If Phil had been nearly paralyzed with horror to discover, as his eye glanced along the levelled rifle-barrel, that he was aiming at a human being, he was almost equally staggered at hearing the fur-clad atom who called himself Nel-te address him in English. How could it be? Who was he? How came he there, alone in that vast wilderness of trackless forest, ice, and snow? Where had the child spent the night just passed, that had been so filled with terrors to him? How had he lived through it? Where was his mother?

All these questions and more he asked the child as he sat on a log, and, drawing the little one to him, gazed at him as though he were unreal, and might at any moment vanish as mysteriously as he had come.

But the child evidently had neither the time nor the inclination for explanations. He gravely repelled all the lad’s friendly advances, and turned to go away, as though confidently expecting him to follow. As Phil hesitated for a moment he looked back, and in a voice that had a slight tremble, together with a lower lip that quivered just a little, he repeated:

“Come. Mamma say come.”

And Phil, picking up his rifle, followed after the unique little figure like one who is dazed. A happy smile lighted the child’s face at this compliance with his wish, and after that he plodded sturdily onward without turning his head, as though satisfied that his mission was accomplished.

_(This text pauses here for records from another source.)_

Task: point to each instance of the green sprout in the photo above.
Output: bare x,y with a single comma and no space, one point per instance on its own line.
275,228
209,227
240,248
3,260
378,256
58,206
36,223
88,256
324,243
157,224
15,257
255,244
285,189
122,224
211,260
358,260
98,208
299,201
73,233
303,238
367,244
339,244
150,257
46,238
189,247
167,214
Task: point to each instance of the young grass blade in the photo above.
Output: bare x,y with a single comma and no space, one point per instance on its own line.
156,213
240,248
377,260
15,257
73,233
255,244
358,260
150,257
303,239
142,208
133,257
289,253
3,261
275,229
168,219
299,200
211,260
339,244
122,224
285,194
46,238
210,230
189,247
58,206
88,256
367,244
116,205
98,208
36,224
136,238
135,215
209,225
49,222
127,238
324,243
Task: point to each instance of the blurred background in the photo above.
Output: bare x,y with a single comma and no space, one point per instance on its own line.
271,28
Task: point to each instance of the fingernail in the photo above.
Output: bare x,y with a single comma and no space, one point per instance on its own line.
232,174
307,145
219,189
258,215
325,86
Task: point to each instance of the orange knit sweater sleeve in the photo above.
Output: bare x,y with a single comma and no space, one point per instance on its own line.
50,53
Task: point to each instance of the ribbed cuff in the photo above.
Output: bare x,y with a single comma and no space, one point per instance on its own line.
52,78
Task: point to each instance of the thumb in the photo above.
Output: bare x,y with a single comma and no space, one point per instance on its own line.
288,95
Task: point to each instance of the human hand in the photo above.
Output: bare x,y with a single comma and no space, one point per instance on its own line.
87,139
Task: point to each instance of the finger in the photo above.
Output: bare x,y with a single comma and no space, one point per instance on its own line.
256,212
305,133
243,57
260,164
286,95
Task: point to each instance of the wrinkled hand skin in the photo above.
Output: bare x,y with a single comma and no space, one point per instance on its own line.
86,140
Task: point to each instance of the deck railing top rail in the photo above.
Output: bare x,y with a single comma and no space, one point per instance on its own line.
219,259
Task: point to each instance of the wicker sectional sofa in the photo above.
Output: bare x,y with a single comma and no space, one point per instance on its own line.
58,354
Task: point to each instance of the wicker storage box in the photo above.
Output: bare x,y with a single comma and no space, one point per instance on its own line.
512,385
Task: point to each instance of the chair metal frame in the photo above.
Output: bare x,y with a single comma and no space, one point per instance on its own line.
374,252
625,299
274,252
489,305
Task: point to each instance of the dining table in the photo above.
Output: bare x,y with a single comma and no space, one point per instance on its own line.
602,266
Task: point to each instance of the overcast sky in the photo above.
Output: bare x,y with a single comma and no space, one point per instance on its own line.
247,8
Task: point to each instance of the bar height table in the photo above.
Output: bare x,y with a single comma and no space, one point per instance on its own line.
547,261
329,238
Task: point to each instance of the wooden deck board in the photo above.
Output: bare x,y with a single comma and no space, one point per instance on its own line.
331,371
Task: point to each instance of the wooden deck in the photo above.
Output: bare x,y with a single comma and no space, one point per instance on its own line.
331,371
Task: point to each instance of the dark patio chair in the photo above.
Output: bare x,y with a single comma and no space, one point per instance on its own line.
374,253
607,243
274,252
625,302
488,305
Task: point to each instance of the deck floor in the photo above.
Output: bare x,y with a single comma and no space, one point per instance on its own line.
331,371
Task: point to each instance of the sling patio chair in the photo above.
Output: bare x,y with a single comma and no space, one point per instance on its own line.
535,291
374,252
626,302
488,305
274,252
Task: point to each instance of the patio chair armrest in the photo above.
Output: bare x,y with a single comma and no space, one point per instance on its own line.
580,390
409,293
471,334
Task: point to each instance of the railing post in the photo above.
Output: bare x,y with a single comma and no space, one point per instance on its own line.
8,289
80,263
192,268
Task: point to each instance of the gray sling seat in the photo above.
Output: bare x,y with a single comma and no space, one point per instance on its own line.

After thus going something less than a quarter of a mile, they emerged from the forest, and came to a log-cabin standing on the bank of a small stream.

Though fairly well built, this cabin did not differ in outward appearance from ordinary structures of its kind in that country, save that its single glass window was hung with white curtains. These caught Phil’s eye at once, but ere he had time to speculate concerning them his little guide had reached the door. Slipping off the small snow-shoes, he pushed it open and entered. Phil followed, but had not taken a single step into the interior ere he started back in dismay.

On the floor close beside the threshold lay an Indian—a tall, handsome fellow, but with a terrible gash in his side. From it his life’s blood had evidently drained some time before, for it needed but a glance to show that he was dead.

From this startling sight the lad’s gaze wandered across the room. It caught the white curtains, a few poor attempts at ornamentation of the walls, an empty hearth, on which was no spark of fire, and then rested on a rude bed in one corner, to which the child had just run with a joyful cry.